I don't understand the visceral hate (not from you, just in general). People who want to just look at it are free to do so, people who want to pay and own it do so, and the artists are paid directly (and get perpetual royalties). Who's losing out?
Anyway, my original comment was not even about NFTs, just wanted to bring attention to the fact that this is generative art, and other artists have similar posts about their work and how they use JS to replicate similar real world phenomena.
edit: I didn't realize you were the post author. Your work is amazing. I'm sure it will be appreciated by generative art collectors should you choose to publish it. Feel free to reach out to my username at gmail.com if you have any questions. I'm a serious gen art collector, and there's nothing I would love more than to introduce new folks to the space.
https://incoherency.co.uk/nightdrive/
I don't understand this remark. What browsers do people use that don't have javascript?
It would be awesome to do this with a bladerunner theme. Like, sitting in a spinner going somewhere, with all the different cars, spinners and maybe buildings passing by.
This seems easily fixable, no? Just make cars opaque black and assign progressively decreasing z-index to each spawning light. (Unlikely anyone will leave page open long enough to reach min value, and you could just reset at that point.)

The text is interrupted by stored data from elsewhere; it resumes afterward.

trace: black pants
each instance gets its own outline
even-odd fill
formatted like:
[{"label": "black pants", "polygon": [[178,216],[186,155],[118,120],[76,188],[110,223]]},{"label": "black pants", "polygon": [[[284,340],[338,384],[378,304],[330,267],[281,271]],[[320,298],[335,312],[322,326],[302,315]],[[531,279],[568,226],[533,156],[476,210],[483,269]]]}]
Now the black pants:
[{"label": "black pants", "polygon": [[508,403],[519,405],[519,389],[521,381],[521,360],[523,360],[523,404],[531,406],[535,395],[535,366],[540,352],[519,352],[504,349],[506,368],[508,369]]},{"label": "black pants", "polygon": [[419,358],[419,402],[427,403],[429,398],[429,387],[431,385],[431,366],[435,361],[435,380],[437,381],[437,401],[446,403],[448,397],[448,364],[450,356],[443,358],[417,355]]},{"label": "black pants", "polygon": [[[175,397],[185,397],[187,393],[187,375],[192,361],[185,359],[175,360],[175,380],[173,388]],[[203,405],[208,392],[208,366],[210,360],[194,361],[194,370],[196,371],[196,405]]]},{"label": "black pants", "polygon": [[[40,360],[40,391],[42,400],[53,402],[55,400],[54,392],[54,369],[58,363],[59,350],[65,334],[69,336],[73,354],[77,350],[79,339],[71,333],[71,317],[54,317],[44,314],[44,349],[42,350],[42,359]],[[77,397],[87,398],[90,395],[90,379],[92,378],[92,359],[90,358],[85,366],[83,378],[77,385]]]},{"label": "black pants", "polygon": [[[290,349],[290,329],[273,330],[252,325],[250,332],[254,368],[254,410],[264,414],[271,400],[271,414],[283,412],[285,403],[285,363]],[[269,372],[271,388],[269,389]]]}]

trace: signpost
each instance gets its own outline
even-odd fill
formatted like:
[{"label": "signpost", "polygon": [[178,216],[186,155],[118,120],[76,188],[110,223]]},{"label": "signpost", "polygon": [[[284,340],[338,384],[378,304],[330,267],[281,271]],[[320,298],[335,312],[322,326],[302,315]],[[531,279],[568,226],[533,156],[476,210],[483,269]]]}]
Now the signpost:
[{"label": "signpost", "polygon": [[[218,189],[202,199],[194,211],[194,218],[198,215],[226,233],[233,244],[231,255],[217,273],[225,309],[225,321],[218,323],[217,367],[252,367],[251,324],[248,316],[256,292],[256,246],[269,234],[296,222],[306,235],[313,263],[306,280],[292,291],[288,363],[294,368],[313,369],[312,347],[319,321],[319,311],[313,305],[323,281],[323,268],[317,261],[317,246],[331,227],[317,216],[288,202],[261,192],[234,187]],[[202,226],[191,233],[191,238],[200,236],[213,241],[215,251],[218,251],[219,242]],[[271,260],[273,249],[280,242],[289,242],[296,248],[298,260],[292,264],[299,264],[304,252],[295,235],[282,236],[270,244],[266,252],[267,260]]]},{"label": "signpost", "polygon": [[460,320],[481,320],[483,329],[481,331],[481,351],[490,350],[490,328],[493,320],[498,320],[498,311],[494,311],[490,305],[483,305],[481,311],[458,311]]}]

The tricky thing is, this project's renderer is currently a queue of circles to draw to a canvas. It's under 100 lines of JavaScript. So any increase in complexity will require substantial changes, like abstracting over types of drawables.
Anyways, run this in your browser inspector to hot-patch the live demo so that each car has an opaque black circle as its body/chassis:
To be clear, since of course this is the internet and one must be precise or else get nit-picked and "outplayed," I obviously meant 5 minutes for the author who already knows the layout of the code. Obviously. Any charitable interpretation would have taken that as a given. 25-40 minutes sounds more appropriate for a newcomer examining it for the first time.
If you wanted to make it interactive, maybe a Pokemon Snap like functionality where you try to capture photos of random environment features or creatures.